Ikon adalah tanda yang paling mudah dipahami karena kemiripannya dengan sesuat yang mewakili. Misalnya gambar bangunan, patung.
Indeks adalah tanda yang menunjukkan adanya sesuatu yang lain, seperti asap yang menunjukkan adanya api.
3.2.3 BAHASA ADALAH BUNYI
Bahasa adalah bunyi, maka dapat dikatakan bahwa bahasa adalah sitem lambang bunyi. Jadi sitem bahasa itu adalah berupa lambang yang wujudnya berupa bunyi.  Menurut Kridalaksana(1983: 27) bunyi adalah kesan pada pusat saraf sebagai akibat getaran gendang telinga yang bereaksi karena perubahan-perubahan dalam tekanan udara. Kemudian yang dimaksud dengan bunyi pada bahasa atau yang termasuk lambang bahasa adalah bunyi-bunyi yang dihasilkan oleh alat ucap manusia, selain itu tidak termasuk bunyi bahasa. Bunyi bahasa atau bunyi ujaran adalah satuan bunyi yang dihasilkan oleh alat ucap manusia yang di dalam fonetik diamati sebagai “fon” dan di dalam fonemik sebagai “fonem”.
3.2.4 BAHASA ITU BERMAKNA
Bahasa itu adalah sistem lambang yang berwujud bunyi. Sebagai lambang tentu ada yang dilambangkan. Maka yang dilambangkan itu adalah suatu pengertian, suatu konsep, suatu ide, atau suatu pemikiran yang ingin disampaikan dalam wujud bunyi itu. Maka dapat dikatakan bahwa bahasa itu mempunyai makna. Misalnya lambang bahasa yang berwujud bunyi (kuda): lambang itu mengacu pada konsep”sejenis binatang berkaki empat yang bisa dikendarai.
3.2.5 BAHASA ITU ARBITRER
Kata arbitrer bisa diartikan sewenang-wenang, berubah-ubah, tidak tetap, mana suka. Kemudian yang dimaksud arbitrer itu adalah tidak adanya hubungan wajib antara lambang bahasa (yang berwujud bunyi itu) dengan konsep atau pengertian yang dimaksud oleh lambang tersebut. misalnya antara kuda dengan yang dilambangkannya, yaitu sejenis binatang berkaki empat, yang bisa dikendarai.

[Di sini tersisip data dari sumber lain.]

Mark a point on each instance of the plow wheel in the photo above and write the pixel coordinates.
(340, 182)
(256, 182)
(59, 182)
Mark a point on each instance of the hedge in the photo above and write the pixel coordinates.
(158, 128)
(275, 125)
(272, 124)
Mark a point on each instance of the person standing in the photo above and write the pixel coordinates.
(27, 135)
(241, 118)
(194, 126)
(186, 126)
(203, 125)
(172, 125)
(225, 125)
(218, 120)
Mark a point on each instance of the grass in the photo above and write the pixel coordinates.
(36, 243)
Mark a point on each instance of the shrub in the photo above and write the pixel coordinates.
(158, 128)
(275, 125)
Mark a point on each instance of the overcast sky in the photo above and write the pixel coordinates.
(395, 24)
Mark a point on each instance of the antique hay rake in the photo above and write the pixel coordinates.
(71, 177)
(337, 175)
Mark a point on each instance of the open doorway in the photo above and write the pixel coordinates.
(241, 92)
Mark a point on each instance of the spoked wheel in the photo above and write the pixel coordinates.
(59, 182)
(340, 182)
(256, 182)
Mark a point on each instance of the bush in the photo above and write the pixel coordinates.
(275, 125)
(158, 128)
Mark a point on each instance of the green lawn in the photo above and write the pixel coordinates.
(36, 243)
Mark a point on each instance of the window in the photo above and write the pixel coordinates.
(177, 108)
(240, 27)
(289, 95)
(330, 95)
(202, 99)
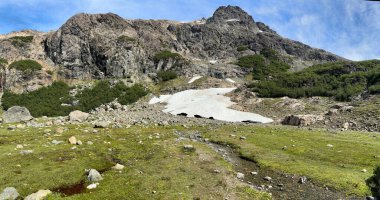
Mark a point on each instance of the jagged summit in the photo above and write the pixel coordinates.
(230, 14)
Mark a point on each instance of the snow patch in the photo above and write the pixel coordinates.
(194, 79)
(230, 80)
(208, 103)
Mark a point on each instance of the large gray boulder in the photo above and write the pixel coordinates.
(9, 193)
(301, 120)
(17, 114)
(94, 175)
(78, 116)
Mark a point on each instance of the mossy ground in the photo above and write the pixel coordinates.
(151, 164)
(307, 153)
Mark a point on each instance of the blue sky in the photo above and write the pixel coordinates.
(349, 28)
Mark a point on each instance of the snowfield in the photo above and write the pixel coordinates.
(208, 103)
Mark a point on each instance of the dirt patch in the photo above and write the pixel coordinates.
(281, 186)
(77, 188)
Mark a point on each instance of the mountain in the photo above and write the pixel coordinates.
(91, 46)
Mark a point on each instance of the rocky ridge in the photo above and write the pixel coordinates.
(96, 46)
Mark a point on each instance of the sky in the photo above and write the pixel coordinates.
(349, 28)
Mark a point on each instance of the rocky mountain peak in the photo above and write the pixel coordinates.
(230, 14)
(83, 21)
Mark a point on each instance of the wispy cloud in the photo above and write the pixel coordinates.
(346, 27)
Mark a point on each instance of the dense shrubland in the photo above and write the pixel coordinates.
(266, 65)
(55, 100)
(342, 80)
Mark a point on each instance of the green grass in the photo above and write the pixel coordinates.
(157, 164)
(26, 66)
(338, 167)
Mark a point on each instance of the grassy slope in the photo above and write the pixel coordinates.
(338, 167)
(157, 164)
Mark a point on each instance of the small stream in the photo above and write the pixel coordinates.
(281, 186)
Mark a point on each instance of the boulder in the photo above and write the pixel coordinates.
(16, 114)
(94, 175)
(301, 120)
(101, 124)
(41, 194)
(9, 193)
(78, 116)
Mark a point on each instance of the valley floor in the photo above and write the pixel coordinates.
(157, 166)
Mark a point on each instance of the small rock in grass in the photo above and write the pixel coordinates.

3.2.6 BAHASA ITU KONVENSIONAL
Meski hubungan antara lambang bunyi dengan yang dilambangkanya bersifat arbitrer, tetapi penggunaan lambang tersebut untuk suatu konsep tertentu bersifat konvensional. Artinya semua anggota masyarakat bahasa itu mematuhi konvensi bahwa lambang tertentu itu digunakan untuk mewakili konsep yang diwakilinya. Misalnya, binatang berkaki empat yang bisa dikendarai, yang secara arbitrer dilambangkan dengan kuda, maka anggota masyarakat Indonesia , semuanya harus mematuhinya.
3.2.7 BAHASA ITU PRODUKTIF
Bahasa itu dikatakan produktif, maksudnya meskipun unsur-unsur bahasa itu terbatas, tetapi dengan unsur-unsur yang jumlahnya terbatas itu dapat dibuat satuan-satuan bahasa yang jumlahnya tidak terbatas, meski secara relatif sesuai dengan sistem yang berlaku dalam bahasa itu.misalnya kita ambil unsur /a/, /i/,/k/,t/. maka kita akan mengasilkan ikat/kita/kait/kiat/kati/
3.2.8 BAHASA ITU UNIK
Unik artinya mempunyai cirri khas yang spesifik yang tidak dimiliki oleh yang lain. Kalau bahasa dikatakan bersifat unik, maka artinya setiap bahasa mempunyai ciri khas sendiri yang tidak dimiliki oleh bahasa lainnya. Ciri khas ini menyangkut sistem bunyi, sitem pembentuk kata, sistem pembentuk kalimat, atau sistem lainnya.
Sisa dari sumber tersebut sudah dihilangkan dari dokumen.